Very few people in the western world regularly use a ripsaw to convert timber these days, but it is still common practise in India. Pintso took Lucy and I up to the Buddhist monastery that was being rebuilt near his village, we passed these two men working in the jungle. They were hired to convert a load of trees that had grown up on an abandoned rice terrace. These planks were for a house just up the hill. When I say hill, I mean mountain, everything is either very steeply up or down.
This is a covered saw pit for when it rains
The sawyers stayed onsite for the duration of the works. Accommodation is a tarp each and a very uncomfortable looking sleeping platform, plus a few pots and pans etc.
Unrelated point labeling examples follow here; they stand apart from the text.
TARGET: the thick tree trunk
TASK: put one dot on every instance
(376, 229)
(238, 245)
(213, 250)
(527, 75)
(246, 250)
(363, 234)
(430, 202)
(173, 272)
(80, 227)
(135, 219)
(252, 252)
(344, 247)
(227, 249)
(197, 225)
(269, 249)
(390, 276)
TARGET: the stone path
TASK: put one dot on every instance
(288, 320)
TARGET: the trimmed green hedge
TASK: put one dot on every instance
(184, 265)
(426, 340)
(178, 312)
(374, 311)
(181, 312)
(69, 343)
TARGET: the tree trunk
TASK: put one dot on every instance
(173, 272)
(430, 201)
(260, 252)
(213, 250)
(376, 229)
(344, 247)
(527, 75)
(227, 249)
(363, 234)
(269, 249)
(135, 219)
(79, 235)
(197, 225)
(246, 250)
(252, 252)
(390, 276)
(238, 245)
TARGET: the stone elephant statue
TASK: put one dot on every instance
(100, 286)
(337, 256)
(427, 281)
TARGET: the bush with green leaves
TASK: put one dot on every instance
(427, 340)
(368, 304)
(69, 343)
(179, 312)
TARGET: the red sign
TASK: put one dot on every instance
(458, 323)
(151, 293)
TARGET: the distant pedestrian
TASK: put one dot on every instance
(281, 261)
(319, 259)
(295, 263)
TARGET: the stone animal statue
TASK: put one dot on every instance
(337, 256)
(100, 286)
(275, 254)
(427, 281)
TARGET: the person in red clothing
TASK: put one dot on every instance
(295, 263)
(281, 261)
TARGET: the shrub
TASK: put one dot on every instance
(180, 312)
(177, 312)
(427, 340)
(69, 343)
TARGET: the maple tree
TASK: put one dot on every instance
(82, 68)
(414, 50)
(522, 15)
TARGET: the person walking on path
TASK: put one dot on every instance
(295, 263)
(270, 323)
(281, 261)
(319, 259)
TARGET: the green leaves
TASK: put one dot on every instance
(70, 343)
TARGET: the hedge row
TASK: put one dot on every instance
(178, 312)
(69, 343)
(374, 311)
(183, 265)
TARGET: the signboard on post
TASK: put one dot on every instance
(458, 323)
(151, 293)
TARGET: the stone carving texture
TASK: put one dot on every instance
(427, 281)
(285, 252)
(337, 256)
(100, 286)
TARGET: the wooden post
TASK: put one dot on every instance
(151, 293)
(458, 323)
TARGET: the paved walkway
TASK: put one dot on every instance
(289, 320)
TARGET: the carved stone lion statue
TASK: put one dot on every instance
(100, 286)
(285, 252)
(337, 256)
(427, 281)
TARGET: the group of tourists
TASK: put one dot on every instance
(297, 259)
The one thing that I noticed straight away when watching these sawyers work was the pace they worked. It was relaxed, and rightly so if you are spending days at the same job. The most interesting action that these craftsmen performed was that with every stroke they relaxed their hands. Watch the video and you will see this clearly. I think this is something that we should all take note of. When we learn something new we tend to tense up. This tension can become embodied and we never learn to relax properly. Over gripping or holding on too tight can obviously cause strains and injuries to our bodies, especially after years of doing it.
When using the push knife to make fan birds I grip it too tightly, this has become habit. I have to consciously relax my hands at the end of each push. To be honest this does not yet feel natural but I have to embody this new habit otherwise I could at some future date find I have damaged my hands. Watching the pace and how relaxed these guys are working, was a pleasure, as is watching anyone at the top of there game.
The planks never seemed to be stickered and I often saw planks left upright in the sun to dry. I shocked my hosts by saying that the wood that I saw being converted would take between 1 and 3 years to be seasoned and ready for use in the UK. Even more shock when I said that trees took between 50 and 150 years to grow before they were ready for felling.